Suasana ini, yang juga bisa disebut ekstasi, memang kemudian berpotensi manusia menjadi reflektif (karena dirinya bisa sejenak retret atau berjarak dengan kehidupannya, lalu melakukan perenungan).
      
"Itu pula yang patut diapresiasi ketika puisi karya Pulo Lasman Simanjuntak, berjudul "Meditasi Batu", diangkat oleh komponis Indonesia, Ananda Sukarlan, menjadi sebuah tembang puitik, dan lalu dibawakan di luar negeri," ujarnya.
     
Di tengah kesedihan tentang betapa kebudayaan asing telah menggerogoti sendi-sendi budaya Indonesia, dan di tengah keprihatinan  tentang "nasib" puisi Indonesia di kancah global, puisi berjudul "Meditasi Batu" karya Pulo Lasman Simanjuntak-yang dimusikkan oleh komponis Ananda Sukarlan itu-setidaknya menerbitkan suatu horison baru tentang musikalisasi puisi Indonesia di kancah global. Horison baru yang juga mampu membuat manusia Indonesia melakukan retret.

Kebebasan Penyair

Puisi 

Pulo Lasman Simanjuntak 

MEDITASI BATU 

pada akhirnya
kutikam pertarungan
berulangkali
tanpa belati tajam

amarah manusia lama
meledak 
dari lautan
paling dalam

maka harus kuakhiri
dengan meditasi batu
untuk menabur suara ilahi
di tanah berbuah

tanpa harus melirik
tabiat orang lain
karena aku wajib
jadi manusia baru

Jakarta, Selasa 21 Februari 2023

"Puisi 'Meditasi Batu' di atas tadi melahirkan pertanyaan menikam pertarungan? Kalau imaji penyair Pulo Lasman Simanjuntak  dipahami secara gamblang, agaknya kita akan kesulitan menggambarkan apa yang dikesankan dalam puisi  tersebut," ucap Prof.Dr.Wahyu Wibowo.

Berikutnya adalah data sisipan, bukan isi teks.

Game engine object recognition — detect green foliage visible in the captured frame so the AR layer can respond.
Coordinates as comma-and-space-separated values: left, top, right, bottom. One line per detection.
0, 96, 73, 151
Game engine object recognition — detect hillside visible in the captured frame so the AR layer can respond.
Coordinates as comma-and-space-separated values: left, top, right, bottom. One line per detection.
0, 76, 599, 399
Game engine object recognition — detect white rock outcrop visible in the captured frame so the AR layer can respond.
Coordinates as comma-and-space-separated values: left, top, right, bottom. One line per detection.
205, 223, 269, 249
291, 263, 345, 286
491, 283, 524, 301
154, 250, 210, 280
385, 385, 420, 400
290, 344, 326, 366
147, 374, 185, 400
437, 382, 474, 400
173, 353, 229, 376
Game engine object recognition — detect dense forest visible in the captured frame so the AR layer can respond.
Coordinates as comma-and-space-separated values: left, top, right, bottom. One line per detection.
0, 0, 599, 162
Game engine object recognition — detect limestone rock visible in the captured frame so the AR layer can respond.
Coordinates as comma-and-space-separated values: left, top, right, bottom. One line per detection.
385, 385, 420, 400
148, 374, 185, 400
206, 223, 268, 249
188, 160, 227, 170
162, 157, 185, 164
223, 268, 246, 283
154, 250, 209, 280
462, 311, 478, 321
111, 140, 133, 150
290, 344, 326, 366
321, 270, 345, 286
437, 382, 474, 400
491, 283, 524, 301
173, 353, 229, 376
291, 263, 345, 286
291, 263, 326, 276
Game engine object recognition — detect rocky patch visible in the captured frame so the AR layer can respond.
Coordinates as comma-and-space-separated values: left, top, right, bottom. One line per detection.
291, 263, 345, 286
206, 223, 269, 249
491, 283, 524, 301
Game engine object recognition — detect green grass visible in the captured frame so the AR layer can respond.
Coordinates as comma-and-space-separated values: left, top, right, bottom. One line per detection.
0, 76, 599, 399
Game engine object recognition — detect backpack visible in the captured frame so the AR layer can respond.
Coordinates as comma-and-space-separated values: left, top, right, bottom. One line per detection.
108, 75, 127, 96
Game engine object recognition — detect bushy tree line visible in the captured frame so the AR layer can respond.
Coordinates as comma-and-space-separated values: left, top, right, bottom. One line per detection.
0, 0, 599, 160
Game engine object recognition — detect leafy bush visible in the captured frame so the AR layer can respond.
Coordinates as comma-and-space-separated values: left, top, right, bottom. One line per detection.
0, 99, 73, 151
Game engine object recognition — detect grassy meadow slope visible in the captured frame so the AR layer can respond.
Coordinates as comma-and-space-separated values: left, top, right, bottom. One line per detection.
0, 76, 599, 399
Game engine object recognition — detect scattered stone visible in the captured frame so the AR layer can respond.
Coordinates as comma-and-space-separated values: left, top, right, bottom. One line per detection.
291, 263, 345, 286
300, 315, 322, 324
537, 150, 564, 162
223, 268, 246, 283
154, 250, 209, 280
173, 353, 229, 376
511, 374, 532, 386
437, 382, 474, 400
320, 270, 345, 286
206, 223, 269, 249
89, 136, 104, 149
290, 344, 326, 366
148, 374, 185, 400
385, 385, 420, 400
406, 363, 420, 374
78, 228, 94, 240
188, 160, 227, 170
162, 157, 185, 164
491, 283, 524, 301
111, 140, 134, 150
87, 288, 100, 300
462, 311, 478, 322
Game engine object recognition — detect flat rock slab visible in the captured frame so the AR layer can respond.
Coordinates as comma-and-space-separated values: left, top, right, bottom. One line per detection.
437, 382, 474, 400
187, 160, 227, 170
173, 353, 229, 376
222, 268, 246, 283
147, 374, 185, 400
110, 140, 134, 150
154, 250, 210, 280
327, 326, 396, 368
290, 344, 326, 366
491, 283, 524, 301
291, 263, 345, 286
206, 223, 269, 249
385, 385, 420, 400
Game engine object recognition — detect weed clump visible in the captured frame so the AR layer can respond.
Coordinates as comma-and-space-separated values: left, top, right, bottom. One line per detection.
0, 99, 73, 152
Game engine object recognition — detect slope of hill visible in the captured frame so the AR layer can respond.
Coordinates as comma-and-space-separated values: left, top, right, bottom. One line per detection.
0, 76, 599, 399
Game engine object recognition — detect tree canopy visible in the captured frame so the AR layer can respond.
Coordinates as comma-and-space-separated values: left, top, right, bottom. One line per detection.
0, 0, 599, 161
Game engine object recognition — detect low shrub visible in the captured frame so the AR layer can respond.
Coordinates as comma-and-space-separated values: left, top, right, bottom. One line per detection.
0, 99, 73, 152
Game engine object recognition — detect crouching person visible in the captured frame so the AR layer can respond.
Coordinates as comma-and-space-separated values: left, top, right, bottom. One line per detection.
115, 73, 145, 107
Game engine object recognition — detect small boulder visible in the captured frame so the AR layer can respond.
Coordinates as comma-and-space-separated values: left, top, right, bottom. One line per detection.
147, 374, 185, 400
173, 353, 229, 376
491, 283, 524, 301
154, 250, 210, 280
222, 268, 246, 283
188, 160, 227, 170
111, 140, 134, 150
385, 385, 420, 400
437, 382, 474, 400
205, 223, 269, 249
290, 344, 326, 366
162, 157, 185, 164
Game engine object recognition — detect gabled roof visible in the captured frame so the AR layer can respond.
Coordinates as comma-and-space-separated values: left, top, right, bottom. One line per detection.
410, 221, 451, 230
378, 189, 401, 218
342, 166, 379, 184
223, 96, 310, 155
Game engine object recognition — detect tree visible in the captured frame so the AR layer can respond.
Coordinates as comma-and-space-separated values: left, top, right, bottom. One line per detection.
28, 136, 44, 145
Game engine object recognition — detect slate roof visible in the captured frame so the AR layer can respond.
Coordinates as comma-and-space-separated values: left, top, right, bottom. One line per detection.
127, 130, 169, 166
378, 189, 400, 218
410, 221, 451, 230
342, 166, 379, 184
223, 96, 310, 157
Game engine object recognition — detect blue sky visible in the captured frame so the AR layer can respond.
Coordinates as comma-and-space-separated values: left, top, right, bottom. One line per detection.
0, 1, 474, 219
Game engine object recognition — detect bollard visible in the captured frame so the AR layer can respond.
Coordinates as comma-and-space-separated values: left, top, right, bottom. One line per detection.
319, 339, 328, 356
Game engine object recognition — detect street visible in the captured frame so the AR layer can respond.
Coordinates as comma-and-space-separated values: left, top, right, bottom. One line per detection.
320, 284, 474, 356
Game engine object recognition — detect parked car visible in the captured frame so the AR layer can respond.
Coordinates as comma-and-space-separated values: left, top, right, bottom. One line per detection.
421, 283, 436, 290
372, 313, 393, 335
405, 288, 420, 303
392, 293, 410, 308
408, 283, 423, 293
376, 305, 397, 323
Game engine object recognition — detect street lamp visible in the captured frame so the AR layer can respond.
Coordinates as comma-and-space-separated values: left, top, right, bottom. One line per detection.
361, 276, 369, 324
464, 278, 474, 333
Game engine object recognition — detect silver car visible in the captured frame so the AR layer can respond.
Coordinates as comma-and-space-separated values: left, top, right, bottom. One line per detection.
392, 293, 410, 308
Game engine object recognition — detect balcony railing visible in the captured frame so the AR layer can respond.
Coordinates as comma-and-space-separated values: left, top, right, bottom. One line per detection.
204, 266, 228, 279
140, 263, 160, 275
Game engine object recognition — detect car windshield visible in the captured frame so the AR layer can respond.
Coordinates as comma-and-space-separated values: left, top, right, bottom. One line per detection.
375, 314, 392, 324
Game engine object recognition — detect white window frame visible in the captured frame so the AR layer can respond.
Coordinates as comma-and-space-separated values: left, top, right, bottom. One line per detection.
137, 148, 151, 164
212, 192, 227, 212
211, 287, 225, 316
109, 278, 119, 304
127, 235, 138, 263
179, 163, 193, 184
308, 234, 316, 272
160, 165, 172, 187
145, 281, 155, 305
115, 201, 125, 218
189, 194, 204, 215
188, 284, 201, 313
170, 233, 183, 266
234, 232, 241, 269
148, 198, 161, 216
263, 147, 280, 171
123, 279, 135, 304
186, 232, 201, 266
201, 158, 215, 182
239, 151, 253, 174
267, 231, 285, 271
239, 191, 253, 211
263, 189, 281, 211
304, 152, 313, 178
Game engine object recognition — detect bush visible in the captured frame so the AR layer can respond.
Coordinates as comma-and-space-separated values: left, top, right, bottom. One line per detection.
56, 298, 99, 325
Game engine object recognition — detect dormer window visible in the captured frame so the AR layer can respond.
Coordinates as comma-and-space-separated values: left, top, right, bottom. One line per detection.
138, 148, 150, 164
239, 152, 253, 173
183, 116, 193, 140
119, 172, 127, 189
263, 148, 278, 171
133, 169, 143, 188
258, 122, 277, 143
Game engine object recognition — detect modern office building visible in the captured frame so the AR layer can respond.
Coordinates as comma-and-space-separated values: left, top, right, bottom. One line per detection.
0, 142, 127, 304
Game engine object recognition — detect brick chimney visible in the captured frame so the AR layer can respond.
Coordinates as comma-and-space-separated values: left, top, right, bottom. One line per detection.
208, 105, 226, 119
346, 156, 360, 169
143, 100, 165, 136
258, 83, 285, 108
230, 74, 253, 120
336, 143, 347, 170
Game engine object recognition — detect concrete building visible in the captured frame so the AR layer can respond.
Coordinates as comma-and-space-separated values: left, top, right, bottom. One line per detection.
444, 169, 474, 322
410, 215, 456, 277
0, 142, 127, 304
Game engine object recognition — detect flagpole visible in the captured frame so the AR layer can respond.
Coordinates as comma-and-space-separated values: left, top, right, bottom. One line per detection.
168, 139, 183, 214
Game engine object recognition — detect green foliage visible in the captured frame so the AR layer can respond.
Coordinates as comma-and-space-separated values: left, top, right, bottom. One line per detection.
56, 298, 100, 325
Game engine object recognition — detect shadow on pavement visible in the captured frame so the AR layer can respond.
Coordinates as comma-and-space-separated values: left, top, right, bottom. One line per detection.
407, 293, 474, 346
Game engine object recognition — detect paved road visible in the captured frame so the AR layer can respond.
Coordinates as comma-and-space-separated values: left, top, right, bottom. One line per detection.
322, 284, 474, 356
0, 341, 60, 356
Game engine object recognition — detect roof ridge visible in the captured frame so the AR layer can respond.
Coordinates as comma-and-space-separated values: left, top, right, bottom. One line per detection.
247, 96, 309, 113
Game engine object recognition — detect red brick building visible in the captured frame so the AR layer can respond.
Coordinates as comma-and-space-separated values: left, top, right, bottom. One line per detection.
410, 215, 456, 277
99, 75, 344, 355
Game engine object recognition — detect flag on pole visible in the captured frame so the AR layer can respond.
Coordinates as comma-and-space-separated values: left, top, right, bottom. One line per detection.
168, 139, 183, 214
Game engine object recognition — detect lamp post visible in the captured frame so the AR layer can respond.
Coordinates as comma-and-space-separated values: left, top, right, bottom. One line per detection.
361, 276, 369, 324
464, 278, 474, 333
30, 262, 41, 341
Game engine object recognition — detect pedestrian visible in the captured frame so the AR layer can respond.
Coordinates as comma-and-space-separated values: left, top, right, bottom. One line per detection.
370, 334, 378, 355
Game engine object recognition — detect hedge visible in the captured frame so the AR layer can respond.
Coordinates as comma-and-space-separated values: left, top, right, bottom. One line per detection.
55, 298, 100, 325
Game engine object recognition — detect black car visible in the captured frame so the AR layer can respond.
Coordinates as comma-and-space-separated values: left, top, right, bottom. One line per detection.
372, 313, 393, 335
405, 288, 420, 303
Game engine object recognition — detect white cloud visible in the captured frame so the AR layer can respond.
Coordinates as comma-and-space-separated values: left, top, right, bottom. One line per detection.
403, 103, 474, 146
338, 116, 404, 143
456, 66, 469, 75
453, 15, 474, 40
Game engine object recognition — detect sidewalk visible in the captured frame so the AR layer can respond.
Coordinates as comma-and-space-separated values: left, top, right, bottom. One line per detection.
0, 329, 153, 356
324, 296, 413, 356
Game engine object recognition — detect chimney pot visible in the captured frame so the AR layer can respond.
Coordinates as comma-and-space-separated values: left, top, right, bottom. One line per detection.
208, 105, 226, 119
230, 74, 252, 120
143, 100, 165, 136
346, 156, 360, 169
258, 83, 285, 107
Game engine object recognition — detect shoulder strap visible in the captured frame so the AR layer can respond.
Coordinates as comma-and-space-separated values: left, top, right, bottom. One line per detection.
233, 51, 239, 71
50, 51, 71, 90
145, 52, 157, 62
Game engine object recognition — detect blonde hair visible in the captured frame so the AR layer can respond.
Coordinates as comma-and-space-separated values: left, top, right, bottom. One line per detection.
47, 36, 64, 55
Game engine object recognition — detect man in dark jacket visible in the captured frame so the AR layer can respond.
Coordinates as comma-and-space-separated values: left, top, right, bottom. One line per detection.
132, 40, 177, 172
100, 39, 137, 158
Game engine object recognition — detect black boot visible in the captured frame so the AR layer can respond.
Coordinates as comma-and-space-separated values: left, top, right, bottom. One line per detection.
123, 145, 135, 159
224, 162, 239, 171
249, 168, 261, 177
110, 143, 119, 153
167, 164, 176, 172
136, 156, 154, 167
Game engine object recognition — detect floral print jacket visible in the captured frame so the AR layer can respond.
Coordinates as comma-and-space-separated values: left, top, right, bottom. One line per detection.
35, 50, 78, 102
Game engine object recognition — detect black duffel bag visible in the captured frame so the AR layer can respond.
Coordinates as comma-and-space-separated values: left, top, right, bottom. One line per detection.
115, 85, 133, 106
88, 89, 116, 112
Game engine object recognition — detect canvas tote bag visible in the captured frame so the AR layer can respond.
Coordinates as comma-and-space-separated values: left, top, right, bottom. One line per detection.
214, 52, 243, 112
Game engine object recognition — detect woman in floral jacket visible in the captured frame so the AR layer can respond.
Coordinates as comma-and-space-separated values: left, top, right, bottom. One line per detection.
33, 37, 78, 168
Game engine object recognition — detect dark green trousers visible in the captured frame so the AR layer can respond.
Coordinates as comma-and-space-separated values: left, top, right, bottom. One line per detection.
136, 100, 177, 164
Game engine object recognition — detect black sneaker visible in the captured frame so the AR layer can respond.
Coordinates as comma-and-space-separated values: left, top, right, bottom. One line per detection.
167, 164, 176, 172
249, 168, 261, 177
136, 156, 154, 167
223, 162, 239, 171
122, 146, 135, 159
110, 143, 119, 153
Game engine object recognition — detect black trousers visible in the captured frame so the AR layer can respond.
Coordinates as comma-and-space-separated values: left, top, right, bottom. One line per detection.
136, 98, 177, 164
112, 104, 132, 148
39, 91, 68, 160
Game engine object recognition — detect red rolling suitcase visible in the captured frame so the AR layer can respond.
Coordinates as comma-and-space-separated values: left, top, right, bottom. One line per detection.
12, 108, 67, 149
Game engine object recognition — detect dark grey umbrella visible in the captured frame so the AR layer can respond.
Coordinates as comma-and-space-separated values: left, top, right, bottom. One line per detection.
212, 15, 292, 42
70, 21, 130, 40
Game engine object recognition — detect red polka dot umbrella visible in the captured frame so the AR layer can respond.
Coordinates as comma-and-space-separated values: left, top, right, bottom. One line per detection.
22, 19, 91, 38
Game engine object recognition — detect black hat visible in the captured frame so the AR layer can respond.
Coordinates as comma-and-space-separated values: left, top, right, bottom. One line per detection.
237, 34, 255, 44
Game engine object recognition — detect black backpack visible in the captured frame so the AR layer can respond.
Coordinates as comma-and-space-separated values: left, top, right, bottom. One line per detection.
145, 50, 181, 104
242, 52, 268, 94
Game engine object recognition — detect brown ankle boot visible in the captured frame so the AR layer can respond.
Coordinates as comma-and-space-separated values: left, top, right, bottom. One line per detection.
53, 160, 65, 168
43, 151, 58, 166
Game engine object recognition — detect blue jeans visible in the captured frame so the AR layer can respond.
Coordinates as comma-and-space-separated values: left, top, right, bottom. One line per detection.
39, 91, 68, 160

Apalagi, kalau kita menjejak pada prinsip 'kebebasan penyair', yang oleh karena itu justru menjauhkan kita dengan 'maunya' Lasman Simanjuntak.

Juga apalagi jika kita melihat kolokasi lanjutan dari karya puisi Pulo Lasman Simanjuntak  "manusia lama", " tanah berbuah", atau "meditasi batu". Teori apa pun untuk menguak 
imaji tersebut pasti gagal, dan karena gagal, maka sajak Lasman Simanjuntak  menjadi gagal.
    
Beruntung, ada prinsip yang mengiringi istilah  'kebebasan penyair' itu tadi, yakni prinsip berbahasa yang disebut "verdiktif", yaitu dampak atau respons estetik yang muncul dari pembacanya terhadap suatu puisi.

" Dalam prinsip ini, dimungkinkan seorang penyair akan tersingkir dari imaji pada sajaknya, karena imajinya diambil-alih oleh pembacanya," jelasnya.

Dengan kata lain, sajak Pulo Lasman Simanjuntak  tersebut akan dikonstruksikan oleh para pembacanya dengan hasil yang berbeda-beda, atau tiap pembaca akan memiliki respons estetis yang berbeda-beda. 

Dan, itu amat sah, mengingat awal penciptaan puisi pada umumnya dilandasi oleh imaji (gambaran/bayang-bayang) penyairnya terhadap apa pun yang ada di kepalanya.

Verdiktivitas itulah yang menegaskan bahwa puisi  "Meditasi Batu" adalah meditasi yang amat tekun, sangat terfokus, amat serius, sehingga ibarat  membatu, yang jika dibandingkan dengan sebuah pertarungan, si aku liris berhasil menguasai meditasinya (teknik relaksasi dalam memusatkan pikiran) dengan menikam/membungkamnya tanpa menggunakan belati. 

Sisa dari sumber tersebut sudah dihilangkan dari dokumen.